Apple Spice Cake
Prep Time: 25 minutes
Cook Time: 50-55 minutes
Nothing says fall quite like this delicious cake laden with seasonal spices and a crumbly topping. Gild the lily with a drizzle of creamy custard sauce.
- 3⁄4 cup flour
- 1⁄4 cup old fashioned oats
- 6 Tbsp cold unsalted butter, cut into small pieces
- 1⁄2 cup light or dark brown sugar
- 1⁄2 cup finely chopped walnuts or pecans
- 1 1⁄4 lbs (approximately four large) apples, peeled and thinly sliced (Granny Smith, Honey-crisp, Royal Gala or a combination of these varieties) 2 Tbsp lemon juice
- 1⁄2 cup unsalted room-temperature butter
- 1⁄2 cup brown or granulated sugar
- 2 large, room-temperature eggs
- 3 Tbsp heavy cream or whole milk
- 1 1⁄2 cups flour
- 1 tsp baking powder
- 1 whole vanilla bean or 1 Tbsp vanilla bean paste or 2 tsp vanilla extract
- 1 tsp cinnamon
- 1 tsp cardamom
- Pinch of salt
- Powdered sugar for dusting the finished cake
Optional Custard Sauce:
- 6 large room-temperature eggs yolks
- 6 Tbsp granulated sugar
- 1 1⁄2 cups whole milk
- 1 whole vanilla bean or 1 Tbsp vanilla bean paste
- Splash of whiskey or bourbon (optional)

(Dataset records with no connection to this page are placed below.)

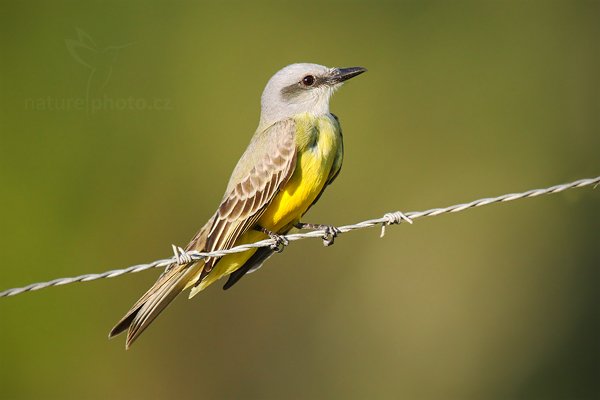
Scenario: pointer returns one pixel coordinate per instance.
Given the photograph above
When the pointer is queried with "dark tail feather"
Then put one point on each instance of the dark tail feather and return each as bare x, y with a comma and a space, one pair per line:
154, 301
253, 263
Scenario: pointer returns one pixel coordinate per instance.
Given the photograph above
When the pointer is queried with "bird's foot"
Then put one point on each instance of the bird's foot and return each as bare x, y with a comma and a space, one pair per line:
279, 241
331, 232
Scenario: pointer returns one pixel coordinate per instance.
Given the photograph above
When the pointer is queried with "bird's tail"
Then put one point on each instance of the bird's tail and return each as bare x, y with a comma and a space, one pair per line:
155, 300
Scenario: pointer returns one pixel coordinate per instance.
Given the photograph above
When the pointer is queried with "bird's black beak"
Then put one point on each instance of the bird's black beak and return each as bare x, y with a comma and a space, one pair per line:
343, 74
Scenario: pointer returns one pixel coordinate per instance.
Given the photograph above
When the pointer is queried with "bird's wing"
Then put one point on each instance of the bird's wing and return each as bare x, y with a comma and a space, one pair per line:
264, 168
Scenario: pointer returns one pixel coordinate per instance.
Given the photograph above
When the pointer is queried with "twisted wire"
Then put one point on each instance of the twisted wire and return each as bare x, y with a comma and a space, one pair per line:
387, 219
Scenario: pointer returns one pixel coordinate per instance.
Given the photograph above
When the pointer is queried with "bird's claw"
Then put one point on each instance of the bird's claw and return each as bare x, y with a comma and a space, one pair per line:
279, 242
331, 232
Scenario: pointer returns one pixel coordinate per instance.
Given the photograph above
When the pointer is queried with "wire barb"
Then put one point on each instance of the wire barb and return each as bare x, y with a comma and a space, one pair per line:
182, 256
393, 219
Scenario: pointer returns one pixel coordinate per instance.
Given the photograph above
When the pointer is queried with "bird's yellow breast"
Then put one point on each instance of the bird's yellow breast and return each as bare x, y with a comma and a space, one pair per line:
319, 150
318, 141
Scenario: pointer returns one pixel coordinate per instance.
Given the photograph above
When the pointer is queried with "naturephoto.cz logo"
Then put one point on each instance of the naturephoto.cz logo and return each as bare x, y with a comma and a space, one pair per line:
100, 63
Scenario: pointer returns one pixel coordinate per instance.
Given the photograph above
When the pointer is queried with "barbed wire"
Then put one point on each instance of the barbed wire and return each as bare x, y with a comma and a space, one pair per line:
387, 219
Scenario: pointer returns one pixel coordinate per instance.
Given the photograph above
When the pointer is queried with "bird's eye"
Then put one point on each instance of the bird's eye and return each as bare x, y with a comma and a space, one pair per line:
308, 80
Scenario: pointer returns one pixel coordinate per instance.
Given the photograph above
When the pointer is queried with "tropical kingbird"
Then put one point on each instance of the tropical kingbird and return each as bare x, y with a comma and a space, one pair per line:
296, 152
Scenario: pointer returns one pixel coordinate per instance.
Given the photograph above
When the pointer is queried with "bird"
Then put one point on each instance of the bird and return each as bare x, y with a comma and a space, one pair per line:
295, 153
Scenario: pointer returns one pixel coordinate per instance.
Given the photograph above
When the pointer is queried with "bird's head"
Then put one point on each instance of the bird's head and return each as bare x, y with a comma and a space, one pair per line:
302, 88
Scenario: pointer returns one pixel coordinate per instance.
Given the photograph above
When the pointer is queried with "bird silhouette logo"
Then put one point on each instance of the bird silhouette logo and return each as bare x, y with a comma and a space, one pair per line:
99, 61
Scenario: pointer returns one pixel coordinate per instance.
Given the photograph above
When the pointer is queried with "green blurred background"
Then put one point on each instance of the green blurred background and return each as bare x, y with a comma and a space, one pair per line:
462, 100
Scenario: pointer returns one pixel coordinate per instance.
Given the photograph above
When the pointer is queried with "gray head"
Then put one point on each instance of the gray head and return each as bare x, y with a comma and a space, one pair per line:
302, 88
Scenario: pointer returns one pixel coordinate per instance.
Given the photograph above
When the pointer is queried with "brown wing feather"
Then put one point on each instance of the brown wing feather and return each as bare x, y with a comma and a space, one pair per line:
248, 198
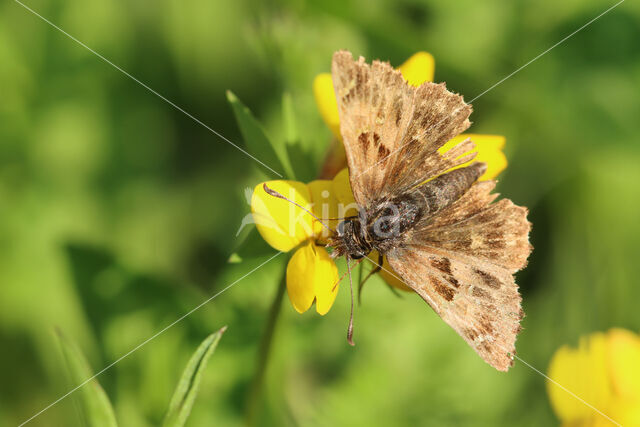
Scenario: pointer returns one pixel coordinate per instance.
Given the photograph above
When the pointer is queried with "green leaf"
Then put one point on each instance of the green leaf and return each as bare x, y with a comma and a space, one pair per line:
94, 401
272, 155
187, 389
289, 120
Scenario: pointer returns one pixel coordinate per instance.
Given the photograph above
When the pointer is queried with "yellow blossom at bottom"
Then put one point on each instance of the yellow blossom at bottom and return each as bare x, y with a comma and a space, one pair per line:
312, 275
605, 372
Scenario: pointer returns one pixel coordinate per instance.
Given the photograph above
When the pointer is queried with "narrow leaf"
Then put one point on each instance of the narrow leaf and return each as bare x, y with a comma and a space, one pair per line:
94, 401
268, 152
187, 389
289, 119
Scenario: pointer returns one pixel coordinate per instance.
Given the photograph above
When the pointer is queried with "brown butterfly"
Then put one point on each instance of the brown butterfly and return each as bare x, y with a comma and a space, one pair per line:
437, 227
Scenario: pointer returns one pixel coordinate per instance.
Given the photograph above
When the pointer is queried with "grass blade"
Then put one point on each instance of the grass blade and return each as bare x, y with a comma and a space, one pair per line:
187, 389
95, 403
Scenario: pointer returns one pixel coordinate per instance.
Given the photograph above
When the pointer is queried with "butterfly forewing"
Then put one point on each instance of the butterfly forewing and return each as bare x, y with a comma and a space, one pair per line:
392, 131
460, 259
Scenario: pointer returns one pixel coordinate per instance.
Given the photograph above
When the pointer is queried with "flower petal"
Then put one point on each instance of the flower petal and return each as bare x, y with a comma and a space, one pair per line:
325, 280
326, 102
489, 149
584, 372
324, 206
418, 69
312, 275
280, 223
299, 278
624, 364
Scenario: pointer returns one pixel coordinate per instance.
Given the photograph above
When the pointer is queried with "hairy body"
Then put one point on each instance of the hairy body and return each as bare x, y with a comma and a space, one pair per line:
382, 225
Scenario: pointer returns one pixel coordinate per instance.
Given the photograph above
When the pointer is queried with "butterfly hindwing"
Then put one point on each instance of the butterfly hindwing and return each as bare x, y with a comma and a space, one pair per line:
462, 265
391, 130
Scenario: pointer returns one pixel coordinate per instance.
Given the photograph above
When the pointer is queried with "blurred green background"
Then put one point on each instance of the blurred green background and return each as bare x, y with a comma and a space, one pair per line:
118, 212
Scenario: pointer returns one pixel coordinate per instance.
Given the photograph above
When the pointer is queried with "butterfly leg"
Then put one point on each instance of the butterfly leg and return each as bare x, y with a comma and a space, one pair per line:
376, 269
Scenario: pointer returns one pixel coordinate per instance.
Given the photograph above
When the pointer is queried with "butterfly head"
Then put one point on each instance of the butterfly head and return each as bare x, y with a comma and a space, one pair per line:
350, 239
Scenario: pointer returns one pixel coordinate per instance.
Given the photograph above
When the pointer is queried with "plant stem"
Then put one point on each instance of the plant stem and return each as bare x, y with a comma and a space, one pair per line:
254, 399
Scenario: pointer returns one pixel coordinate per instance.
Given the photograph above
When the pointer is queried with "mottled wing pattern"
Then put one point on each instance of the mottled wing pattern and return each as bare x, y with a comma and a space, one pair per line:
462, 264
392, 131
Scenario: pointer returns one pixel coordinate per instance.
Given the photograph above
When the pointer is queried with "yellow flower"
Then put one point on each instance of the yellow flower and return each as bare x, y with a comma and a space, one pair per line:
604, 371
416, 70
311, 273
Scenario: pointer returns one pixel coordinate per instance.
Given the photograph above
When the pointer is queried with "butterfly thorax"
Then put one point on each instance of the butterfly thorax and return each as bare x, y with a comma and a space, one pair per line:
383, 224
379, 227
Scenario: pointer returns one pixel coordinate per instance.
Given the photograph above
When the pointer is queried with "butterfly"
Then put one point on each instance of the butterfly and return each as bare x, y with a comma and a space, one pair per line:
429, 215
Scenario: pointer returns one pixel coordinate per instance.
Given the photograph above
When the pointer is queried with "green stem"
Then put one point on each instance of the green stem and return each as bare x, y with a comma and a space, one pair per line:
254, 399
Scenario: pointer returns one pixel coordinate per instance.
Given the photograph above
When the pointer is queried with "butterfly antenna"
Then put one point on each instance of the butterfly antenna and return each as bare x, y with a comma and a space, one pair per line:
274, 193
350, 328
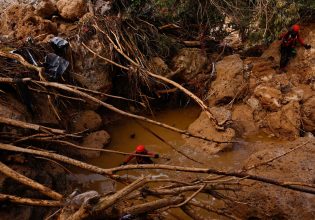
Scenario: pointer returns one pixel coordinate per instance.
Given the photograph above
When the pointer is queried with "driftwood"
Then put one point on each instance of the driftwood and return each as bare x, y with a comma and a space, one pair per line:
109, 172
138, 66
28, 201
154, 205
112, 108
58, 157
29, 182
35, 127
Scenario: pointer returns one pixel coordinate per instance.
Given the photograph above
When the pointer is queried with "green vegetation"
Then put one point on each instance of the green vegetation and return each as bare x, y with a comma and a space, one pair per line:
259, 21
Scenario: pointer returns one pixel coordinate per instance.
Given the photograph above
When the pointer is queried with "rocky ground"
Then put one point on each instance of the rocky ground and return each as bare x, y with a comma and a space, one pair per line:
247, 96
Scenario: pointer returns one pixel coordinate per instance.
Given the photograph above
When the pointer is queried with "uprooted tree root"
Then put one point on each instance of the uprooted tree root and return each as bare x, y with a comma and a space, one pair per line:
136, 198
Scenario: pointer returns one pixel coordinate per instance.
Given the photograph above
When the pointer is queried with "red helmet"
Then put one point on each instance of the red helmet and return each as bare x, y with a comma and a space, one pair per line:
140, 149
296, 28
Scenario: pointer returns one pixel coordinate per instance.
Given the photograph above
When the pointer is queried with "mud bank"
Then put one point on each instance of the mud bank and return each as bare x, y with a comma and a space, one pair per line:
243, 99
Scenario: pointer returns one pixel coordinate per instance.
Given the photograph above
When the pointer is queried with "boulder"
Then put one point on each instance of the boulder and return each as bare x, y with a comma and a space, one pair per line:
308, 114
72, 10
258, 200
20, 21
204, 127
286, 122
46, 8
229, 82
189, 62
243, 120
87, 120
269, 97
90, 71
97, 140
10, 107
159, 67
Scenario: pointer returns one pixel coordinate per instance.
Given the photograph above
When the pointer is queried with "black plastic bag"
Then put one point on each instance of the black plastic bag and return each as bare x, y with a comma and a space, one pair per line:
55, 65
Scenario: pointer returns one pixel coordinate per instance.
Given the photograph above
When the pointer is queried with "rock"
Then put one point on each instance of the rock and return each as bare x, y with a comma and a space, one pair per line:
253, 103
87, 120
262, 68
159, 66
280, 203
229, 81
308, 114
286, 122
102, 6
273, 51
72, 10
90, 71
295, 94
222, 115
94, 140
269, 98
204, 127
44, 111
243, 119
46, 8
21, 21
10, 107
190, 61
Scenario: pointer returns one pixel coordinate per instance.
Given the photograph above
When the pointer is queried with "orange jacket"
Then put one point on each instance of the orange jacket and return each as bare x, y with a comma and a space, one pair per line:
290, 38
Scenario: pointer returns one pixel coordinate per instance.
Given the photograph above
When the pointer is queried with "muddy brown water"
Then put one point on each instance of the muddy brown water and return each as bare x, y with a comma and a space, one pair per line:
126, 134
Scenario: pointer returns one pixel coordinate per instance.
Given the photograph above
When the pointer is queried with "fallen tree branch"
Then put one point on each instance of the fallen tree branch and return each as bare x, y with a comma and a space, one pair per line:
207, 207
152, 206
26, 125
28, 201
217, 172
94, 149
58, 157
29, 182
184, 90
112, 108
165, 142
277, 157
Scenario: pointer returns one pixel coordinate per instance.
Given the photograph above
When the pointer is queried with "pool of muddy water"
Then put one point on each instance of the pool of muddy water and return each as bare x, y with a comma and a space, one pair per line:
126, 134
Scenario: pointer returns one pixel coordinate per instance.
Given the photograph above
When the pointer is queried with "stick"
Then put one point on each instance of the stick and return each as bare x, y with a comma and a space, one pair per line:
95, 149
27, 201
164, 141
29, 182
112, 108
277, 157
57, 157
26, 125
152, 206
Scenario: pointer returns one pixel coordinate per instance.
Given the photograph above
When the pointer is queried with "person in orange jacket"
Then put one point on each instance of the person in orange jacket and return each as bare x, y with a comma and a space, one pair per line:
140, 149
288, 44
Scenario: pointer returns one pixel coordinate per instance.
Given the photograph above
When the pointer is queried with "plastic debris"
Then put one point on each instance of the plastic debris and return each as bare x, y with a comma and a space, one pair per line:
59, 44
55, 65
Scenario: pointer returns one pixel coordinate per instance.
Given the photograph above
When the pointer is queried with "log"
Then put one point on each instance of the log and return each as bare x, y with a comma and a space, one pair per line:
28, 201
58, 157
29, 182
153, 206
26, 125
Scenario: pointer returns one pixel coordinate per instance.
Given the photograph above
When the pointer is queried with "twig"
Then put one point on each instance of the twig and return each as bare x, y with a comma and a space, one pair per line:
191, 197
29, 182
27, 201
164, 141
26, 125
277, 157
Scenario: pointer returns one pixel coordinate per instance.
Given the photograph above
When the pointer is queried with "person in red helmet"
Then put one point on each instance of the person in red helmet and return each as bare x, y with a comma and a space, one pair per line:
288, 44
140, 149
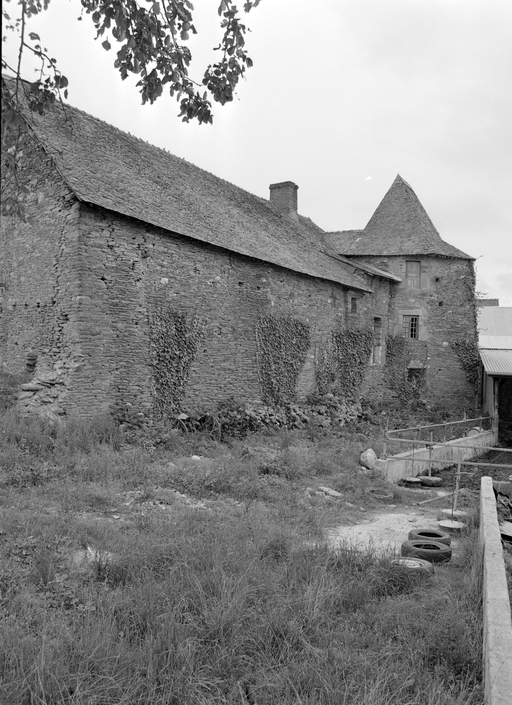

Preheat oven to 350 F. Place a parchment paper round (cut slightly larger than the bottom of the pan) into a 9-inch springform pan and spray with cooking spray.
For the crumble, place all of the ingredients in a small bowl and combine until crumbly with a sand-like texture (no flour should be visible). Refrigerate. Peel and thinly slice the apples; toss in lemon juice and set aside.
For the cake, in a medium bowl combine the dry ingredients and spices and set aside. In a stand mixer or a large bowl using a hand-held mixer on medium speed, cream together the butter and sugar until light and fluffy (about two minutes). Add eggs one at a time,
Fully incorporating each egg. Add the heavy cream or whole milk until combined. Add the dry mixture to the wet ingredients on slow speed until combined (avoid overmixing).
Pour the batter into the prepared pan and arrange apples on top. Spoon the crumble mixture evenly over the batter and fruit. Bake for 50 minutes, checking for brownness of the crumble after 35 minutes (cover with foil if browning too quickly). Cake is done when a toothpick inserted into the center comes out with a slight crumble. Allow to cool on a rack for 15-20 minutes; remove the springform and place cake on a serving plate. Dust with powdered sugar.
For the custard sauce, whisk room-temperature egg yolks with sugar until pale in color. Bring milk to a simmer in a saucepan over medium heat, stirring frequently to prevent burning. Drizzle some of the hot milk over the egg mixture while whisking quickly. Add the egg and milk mixture to the remaining milk in the saucepan and whisk until the mixture is thickened and coats the back of a spoon. Add the vanilla and optional whiskey or bourbon. Strain the sauce through a fine mesh sieve to remove any lumps. Refrigerate until ready to serve.